If I’m wrong, I am content to miss out on the initial rally off of the bottom. I’m already long, so I would benefit regardless. But, my USD held in short-term T-bills would suddenly be underperforming, and I would need to redeploy that capital to Bitcoin in order to maximise the return on my invested money. Before I ditched a bond I bought at 5% yield, though, I would want to be highly confident that the bull market is back. 5% is obviously below inflation, but it’s a better alternative than being down 20% because I mistimed the market and purchased risky assets too early in the next cycle.

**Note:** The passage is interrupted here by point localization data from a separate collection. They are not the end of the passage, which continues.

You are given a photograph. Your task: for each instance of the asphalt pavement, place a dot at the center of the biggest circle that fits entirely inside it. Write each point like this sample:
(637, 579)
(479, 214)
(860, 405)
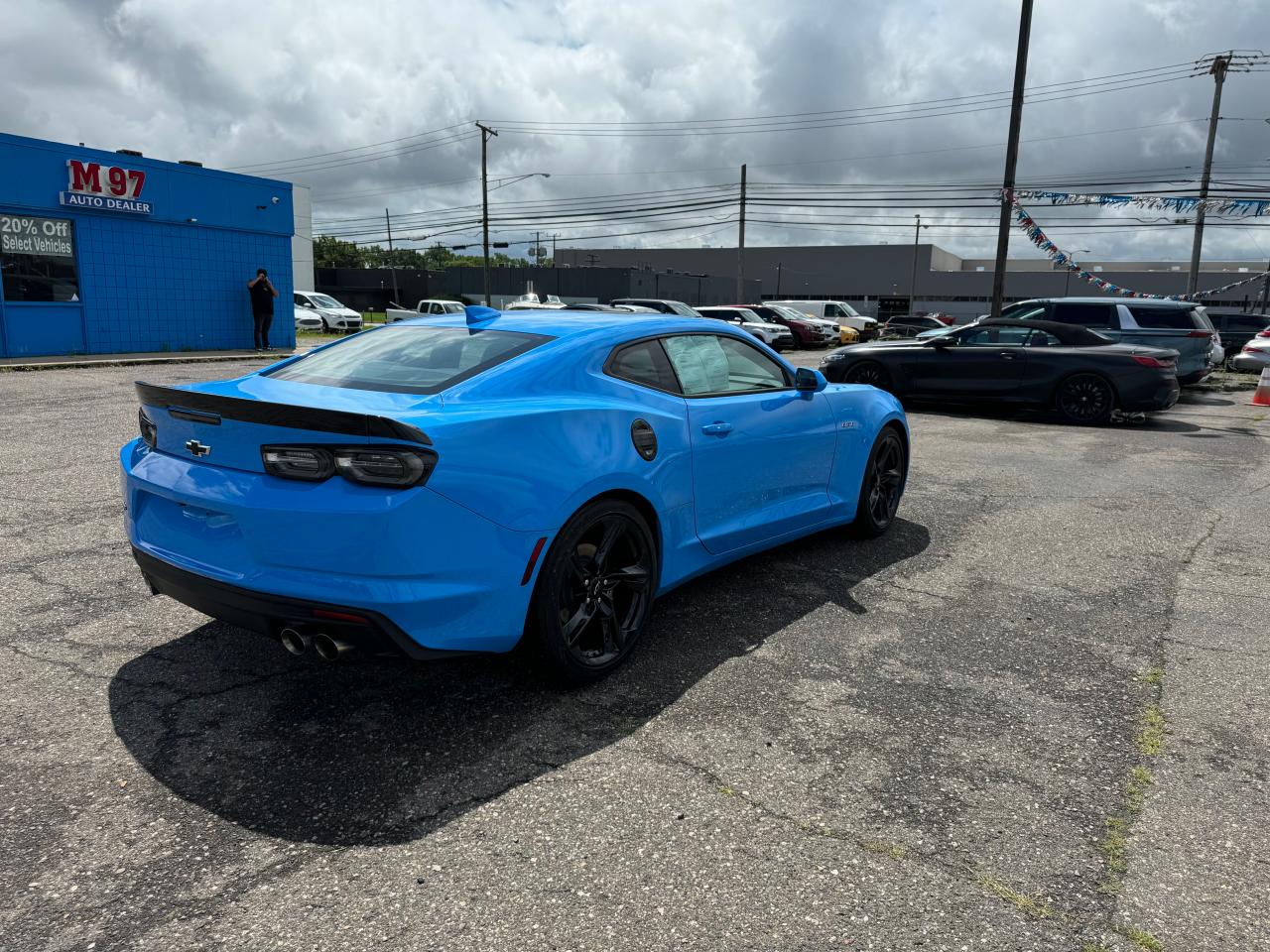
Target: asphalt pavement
(1030, 717)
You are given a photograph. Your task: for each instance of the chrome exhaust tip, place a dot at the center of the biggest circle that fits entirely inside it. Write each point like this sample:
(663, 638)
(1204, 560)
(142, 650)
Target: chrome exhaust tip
(330, 649)
(295, 642)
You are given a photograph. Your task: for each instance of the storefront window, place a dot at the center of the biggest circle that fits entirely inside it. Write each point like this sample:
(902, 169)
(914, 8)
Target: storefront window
(37, 258)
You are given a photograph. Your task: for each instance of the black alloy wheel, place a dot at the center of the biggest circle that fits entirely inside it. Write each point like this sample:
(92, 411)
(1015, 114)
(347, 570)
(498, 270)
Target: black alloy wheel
(867, 372)
(594, 592)
(1084, 399)
(883, 484)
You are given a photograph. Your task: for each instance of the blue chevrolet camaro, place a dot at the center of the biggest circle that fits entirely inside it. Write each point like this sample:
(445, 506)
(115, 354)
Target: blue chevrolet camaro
(451, 485)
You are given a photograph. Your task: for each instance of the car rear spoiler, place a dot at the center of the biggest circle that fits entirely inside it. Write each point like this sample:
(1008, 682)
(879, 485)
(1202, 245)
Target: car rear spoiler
(212, 408)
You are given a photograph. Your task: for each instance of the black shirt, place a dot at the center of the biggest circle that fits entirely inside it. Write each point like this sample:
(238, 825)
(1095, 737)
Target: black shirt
(262, 298)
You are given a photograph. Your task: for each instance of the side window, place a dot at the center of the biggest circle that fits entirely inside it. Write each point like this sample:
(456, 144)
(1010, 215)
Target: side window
(1164, 317)
(712, 366)
(1040, 338)
(996, 335)
(644, 363)
(1247, 322)
(1086, 315)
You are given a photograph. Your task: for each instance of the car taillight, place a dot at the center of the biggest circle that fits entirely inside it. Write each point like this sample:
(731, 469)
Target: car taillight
(371, 466)
(308, 463)
(149, 430)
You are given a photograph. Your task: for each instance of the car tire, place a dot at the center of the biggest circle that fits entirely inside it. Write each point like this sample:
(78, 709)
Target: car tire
(867, 372)
(1084, 399)
(594, 592)
(883, 484)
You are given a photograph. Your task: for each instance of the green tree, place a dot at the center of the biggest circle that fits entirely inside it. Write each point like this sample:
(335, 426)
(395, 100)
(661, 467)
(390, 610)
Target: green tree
(331, 253)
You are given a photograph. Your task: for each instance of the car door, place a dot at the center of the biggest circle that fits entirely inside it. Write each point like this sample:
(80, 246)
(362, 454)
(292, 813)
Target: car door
(761, 449)
(984, 361)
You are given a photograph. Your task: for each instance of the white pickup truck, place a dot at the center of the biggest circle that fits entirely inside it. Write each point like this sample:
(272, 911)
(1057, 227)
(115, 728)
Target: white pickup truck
(426, 307)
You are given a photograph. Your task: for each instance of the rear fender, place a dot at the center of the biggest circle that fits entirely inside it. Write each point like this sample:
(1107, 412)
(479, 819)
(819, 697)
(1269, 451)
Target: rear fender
(861, 413)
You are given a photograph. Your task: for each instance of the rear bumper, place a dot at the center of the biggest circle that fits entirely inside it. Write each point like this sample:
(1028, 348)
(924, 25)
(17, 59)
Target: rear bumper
(417, 563)
(1146, 400)
(268, 615)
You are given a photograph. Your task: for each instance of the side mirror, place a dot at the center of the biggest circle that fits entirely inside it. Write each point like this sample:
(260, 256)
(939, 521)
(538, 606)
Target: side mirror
(808, 380)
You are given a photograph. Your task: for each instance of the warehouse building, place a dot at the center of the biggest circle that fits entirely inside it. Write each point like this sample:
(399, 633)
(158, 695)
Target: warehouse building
(878, 280)
(109, 253)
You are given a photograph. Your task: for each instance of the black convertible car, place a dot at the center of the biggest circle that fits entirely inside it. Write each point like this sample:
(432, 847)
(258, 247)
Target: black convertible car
(1072, 370)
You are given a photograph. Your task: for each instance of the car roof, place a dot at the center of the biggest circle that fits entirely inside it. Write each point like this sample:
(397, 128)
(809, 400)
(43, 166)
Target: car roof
(1067, 333)
(564, 322)
(1134, 301)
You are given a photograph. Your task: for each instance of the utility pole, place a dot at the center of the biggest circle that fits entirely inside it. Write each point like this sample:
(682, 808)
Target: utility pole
(1220, 64)
(740, 244)
(485, 132)
(1265, 289)
(1007, 191)
(912, 281)
(388, 221)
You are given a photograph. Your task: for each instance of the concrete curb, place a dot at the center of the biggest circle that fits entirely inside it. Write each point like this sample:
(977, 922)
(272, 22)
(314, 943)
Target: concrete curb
(134, 362)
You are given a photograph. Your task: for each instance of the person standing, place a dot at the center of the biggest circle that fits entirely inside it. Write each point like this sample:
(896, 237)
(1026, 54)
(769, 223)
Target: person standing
(262, 306)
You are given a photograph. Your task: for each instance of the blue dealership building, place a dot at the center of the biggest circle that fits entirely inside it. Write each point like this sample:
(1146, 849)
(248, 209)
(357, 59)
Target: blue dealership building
(109, 252)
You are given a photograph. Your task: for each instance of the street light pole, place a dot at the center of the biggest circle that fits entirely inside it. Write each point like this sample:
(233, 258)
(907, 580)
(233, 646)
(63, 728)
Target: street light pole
(1007, 191)
(1220, 64)
(912, 281)
(485, 132)
(1067, 282)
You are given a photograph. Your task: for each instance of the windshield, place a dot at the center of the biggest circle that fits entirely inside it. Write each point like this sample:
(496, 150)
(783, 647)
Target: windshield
(683, 308)
(408, 359)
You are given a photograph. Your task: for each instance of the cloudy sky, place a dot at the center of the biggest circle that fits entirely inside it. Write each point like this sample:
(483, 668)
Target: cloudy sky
(372, 103)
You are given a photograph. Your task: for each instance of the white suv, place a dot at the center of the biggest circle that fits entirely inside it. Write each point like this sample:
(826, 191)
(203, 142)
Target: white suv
(334, 315)
(837, 311)
(778, 336)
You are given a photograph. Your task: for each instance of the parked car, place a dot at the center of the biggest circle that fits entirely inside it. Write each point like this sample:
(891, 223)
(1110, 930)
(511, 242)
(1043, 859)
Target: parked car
(1179, 325)
(334, 316)
(837, 311)
(611, 308)
(395, 492)
(307, 318)
(830, 329)
(1237, 327)
(911, 325)
(661, 306)
(807, 331)
(1080, 373)
(1255, 356)
(426, 307)
(775, 335)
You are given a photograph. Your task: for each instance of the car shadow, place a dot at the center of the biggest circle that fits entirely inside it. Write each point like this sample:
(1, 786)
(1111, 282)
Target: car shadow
(386, 752)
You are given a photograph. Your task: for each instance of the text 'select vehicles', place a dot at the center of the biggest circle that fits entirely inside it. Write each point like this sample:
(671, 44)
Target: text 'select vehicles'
(443, 485)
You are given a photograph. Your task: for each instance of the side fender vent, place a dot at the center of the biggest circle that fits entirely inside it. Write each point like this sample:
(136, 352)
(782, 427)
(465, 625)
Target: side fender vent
(644, 439)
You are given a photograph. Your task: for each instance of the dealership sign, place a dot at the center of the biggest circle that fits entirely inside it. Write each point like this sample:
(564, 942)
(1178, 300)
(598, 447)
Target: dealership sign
(108, 188)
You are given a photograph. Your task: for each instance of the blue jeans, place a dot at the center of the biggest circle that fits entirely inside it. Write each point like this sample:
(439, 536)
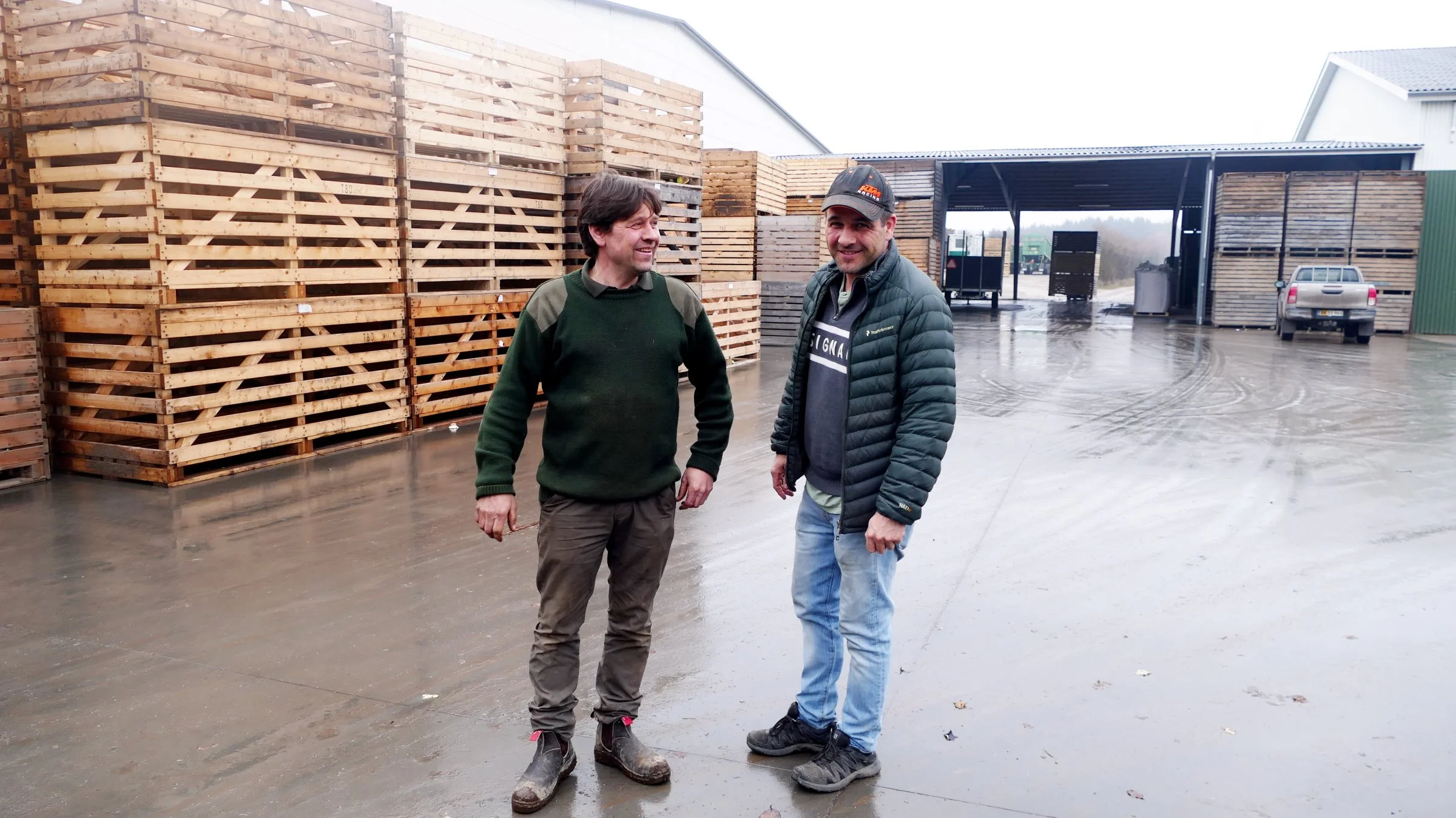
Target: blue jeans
(842, 596)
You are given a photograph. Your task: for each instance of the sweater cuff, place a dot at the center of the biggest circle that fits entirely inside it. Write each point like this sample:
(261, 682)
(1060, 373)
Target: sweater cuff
(705, 463)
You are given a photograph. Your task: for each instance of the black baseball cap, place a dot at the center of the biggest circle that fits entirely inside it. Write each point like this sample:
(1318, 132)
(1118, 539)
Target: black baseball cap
(864, 190)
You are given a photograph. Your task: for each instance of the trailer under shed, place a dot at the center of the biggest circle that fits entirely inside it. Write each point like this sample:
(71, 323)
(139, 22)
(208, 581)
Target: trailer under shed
(1183, 180)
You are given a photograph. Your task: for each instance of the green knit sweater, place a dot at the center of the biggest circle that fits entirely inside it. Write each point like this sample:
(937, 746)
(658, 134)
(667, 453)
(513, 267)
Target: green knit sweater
(608, 362)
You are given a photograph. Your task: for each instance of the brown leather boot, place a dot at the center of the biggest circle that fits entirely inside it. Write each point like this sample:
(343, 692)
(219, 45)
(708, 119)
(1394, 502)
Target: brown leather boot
(618, 747)
(554, 762)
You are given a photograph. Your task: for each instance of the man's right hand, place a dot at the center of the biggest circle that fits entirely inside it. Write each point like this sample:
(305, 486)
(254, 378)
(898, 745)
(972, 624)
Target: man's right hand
(778, 472)
(496, 516)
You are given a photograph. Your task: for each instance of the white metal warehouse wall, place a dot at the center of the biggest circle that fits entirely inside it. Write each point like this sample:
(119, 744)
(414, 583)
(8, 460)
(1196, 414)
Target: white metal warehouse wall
(734, 115)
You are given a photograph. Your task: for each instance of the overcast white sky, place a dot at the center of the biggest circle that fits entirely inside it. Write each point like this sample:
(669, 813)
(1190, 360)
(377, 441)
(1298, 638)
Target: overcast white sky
(923, 75)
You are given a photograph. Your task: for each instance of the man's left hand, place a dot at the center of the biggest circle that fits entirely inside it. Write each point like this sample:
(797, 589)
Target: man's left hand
(695, 490)
(883, 535)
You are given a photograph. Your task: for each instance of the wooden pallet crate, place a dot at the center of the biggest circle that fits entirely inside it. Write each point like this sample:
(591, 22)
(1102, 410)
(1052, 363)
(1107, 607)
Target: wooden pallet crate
(681, 223)
(743, 184)
(729, 248)
(788, 248)
(915, 218)
(1239, 309)
(915, 249)
(1387, 239)
(457, 345)
(1244, 291)
(159, 211)
(18, 280)
(24, 453)
(632, 123)
(679, 251)
(471, 226)
(813, 175)
(733, 308)
(781, 306)
(475, 98)
(319, 70)
(175, 393)
(1320, 216)
(909, 178)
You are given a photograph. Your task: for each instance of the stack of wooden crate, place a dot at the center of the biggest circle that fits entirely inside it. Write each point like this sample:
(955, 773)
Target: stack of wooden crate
(635, 124)
(916, 184)
(788, 254)
(216, 194)
(807, 183)
(1272, 223)
(734, 311)
(18, 286)
(1387, 239)
(739, 187)
(482, 203)
(1249, 240)
(22, 427)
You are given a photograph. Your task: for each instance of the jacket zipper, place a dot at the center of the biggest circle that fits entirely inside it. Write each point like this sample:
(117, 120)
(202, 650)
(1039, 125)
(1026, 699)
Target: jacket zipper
(849, 359)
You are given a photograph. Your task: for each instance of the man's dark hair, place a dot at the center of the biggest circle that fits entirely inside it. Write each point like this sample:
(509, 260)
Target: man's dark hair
(612, 198)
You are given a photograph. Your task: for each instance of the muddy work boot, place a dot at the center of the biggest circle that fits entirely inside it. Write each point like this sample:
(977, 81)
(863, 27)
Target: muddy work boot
(836, 766)
(616, 747)
(790, 735)
(554, 762)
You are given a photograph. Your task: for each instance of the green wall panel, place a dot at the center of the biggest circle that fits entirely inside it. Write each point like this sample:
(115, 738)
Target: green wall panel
(1435, 309)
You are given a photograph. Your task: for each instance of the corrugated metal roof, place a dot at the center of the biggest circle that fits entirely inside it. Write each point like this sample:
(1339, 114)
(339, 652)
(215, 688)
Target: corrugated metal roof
(1139, 152)
(1417, 70)
(721, 57)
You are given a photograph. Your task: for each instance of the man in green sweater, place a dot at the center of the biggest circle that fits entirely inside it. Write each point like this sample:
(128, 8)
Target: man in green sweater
(605, 342)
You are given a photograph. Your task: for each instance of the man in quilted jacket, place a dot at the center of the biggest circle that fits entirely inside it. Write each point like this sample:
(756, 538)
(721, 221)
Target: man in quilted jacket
(867, 412)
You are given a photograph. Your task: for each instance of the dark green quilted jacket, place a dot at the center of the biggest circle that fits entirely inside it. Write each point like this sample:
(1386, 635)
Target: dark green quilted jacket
(902, 392)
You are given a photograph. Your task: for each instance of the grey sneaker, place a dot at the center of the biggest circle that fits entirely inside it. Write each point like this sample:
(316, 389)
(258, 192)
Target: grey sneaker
(790, 735)
(836, 766)
(554, 762)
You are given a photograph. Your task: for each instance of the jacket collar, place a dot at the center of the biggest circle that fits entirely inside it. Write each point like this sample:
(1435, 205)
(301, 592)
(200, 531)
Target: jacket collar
(598, 289)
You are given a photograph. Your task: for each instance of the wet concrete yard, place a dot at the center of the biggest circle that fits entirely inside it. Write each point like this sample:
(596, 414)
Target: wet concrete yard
(1266, 529)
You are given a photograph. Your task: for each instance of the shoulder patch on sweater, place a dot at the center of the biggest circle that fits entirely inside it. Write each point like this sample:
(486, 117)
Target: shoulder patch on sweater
(685, 300)
(548, 303)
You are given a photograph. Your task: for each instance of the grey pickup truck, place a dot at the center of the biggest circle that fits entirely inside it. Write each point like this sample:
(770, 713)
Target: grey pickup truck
(1330, 299)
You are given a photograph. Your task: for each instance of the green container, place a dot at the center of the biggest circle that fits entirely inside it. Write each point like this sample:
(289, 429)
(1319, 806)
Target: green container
(1435, 309)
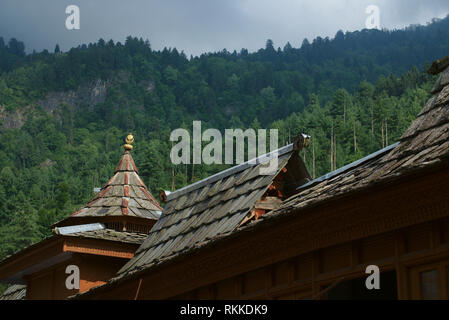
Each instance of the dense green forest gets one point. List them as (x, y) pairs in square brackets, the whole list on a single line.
[(356, 92)]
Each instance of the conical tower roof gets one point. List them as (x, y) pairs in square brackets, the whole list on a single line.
[(124, 195)]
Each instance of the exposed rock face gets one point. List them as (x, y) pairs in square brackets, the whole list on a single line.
[(88, 94)]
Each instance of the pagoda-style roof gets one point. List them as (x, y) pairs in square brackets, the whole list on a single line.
[(124, 195), (211, 212)]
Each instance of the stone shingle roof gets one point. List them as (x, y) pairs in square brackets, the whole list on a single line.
[(211, 207), (194, 220), (124, 194), (424, 143)]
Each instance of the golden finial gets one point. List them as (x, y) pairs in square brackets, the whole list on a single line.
[(129, 140)]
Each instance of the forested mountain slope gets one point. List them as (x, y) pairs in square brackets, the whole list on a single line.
[(64, 114)]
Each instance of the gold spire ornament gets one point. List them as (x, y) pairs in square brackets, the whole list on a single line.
[(129, 140)]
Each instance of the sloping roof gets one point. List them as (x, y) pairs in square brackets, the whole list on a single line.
[(124, 194), (424, 143), (111, 235), (206, 209), (14, 292)]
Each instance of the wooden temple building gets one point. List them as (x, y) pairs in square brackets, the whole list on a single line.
[(99, 239), (244, 233)]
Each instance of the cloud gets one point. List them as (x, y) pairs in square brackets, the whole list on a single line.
[(198, 26)]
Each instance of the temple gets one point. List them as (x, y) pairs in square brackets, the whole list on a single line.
[(246, 234), (98, 239)]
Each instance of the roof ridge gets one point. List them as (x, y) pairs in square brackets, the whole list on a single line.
[(232, 170)]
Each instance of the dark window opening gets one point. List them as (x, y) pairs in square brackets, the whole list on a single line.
[(355, 289)]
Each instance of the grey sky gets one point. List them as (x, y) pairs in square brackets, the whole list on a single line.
[(198, 26)]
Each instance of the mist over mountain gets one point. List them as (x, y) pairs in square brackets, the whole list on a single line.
[(63, 115)]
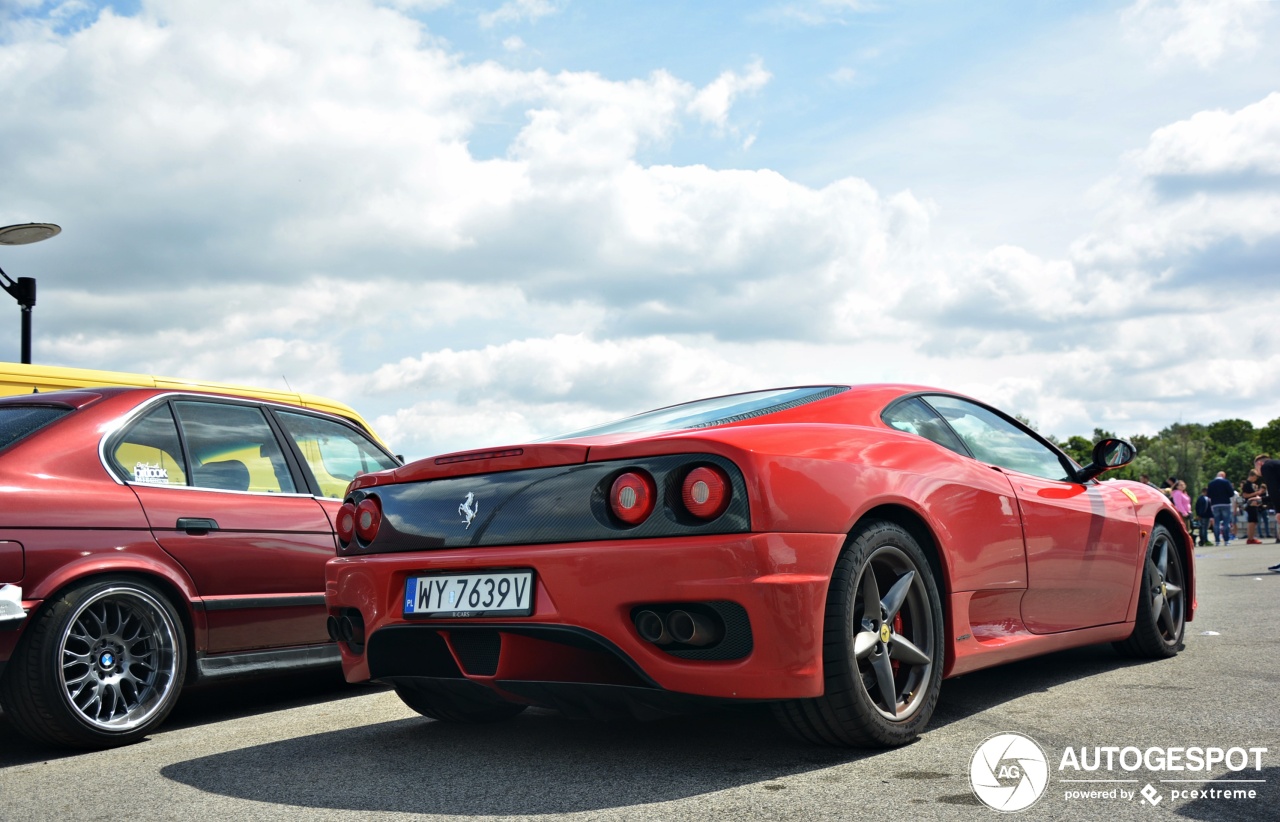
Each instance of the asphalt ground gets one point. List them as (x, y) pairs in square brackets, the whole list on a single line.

When they do decide to pivot, the Fed will clearly communicate their move away from tight monetary policy ahead of time. The Fed told us in late 2021 they would switch to fighting inflation by restricting the money supply and raising rates. They followed through and started doing so in March 2022, and anyone who didn’t believe them got slaughtered. As such, the same thing is likely to happen in the other direction — i.e., the Fed will tell us when it’s over, and if you don’t believe them, you will miss out on the monster ensuing rally.

Since the Fed hasn’t signalled a pivot yet, I can afford to wait. I’m about capital preservation first and growth second. I would rather buy into a market already up 100%+ off the lows after the Fed communicates a pivot, than buy into a market up 100% off the lows in which the pivot doesn’t occur, and then suffer a 50%+ correction due to poor macro fundamentals.

If I’m right and the disastrous Scenario 2 occurs (i.e., a global financial meltdown), then I get another bite at the apple. I will know that the market has probably bottomed, because the crash that happens when the system temporarily breaks will either hold the previous $15,800 lows, or it won’t. It doesn’t really matter what level is ultimately reached on the down draft because I know the Fed will subsequently move to print money and avert another financial collapse, which will in turn mark the local bottom of all risky assets. And then I get another setup similar to March 2020, which requires me to back up the truck and purchase crypto with two hands and a shovel.